In his article in the American magazine Foreign Affairs, history researcher Odd Arne Whistad believes that Russia and China are not partners whose partnership was established by nature, but rather by virtue of a necessity they see in this relationship.

He added that "the Russian rapprochement with China exists because of the need to defy the West, and not for any natural harmony between the two powers."

Western sanctions have given Russia's military-industrial complex new impetus to sell technology to the People's Liberation Army (Chinese army), at a time when the Kremlin has fewer clients or partners.
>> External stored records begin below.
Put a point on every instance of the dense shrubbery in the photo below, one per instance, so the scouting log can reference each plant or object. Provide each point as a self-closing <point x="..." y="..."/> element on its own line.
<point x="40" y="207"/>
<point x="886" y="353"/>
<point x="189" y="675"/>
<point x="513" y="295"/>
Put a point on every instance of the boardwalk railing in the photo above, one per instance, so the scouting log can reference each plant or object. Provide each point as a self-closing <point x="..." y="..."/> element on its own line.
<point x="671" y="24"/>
Relying on Chinese technology after the Ukraine war that can speed up development and thriving joint operations for a brief period, it has become difficult for Russia's arms manufacturers to bet on China to maintain or develop it in the long run.

With China emerging as a competitor in the arms export market, observers believe that the impact of the sanctions and what they consider the poor performance of Russian equipment heralds a bleak future for Russia.

Russian arms sales to Southeast Asia have already fallen sharply over the past seven years, dropping from $1.2 billion in 2014 to just $89 million in 2021. Chinese companies are well positioned to fill in the gaps that Russian companies can no longer afford. blocked it.

"Sino-Russian cooperation has very clear limits, which the Chinese leadership is not yet ready to cross," says economic researcher Xu Shijun.

He indicated - in an interview with Al-Jazeera Net - that Beijing has largely avoided helping Moscow to overcome sanctions, the continuation of which - against Russia - would enhance Chinese interests.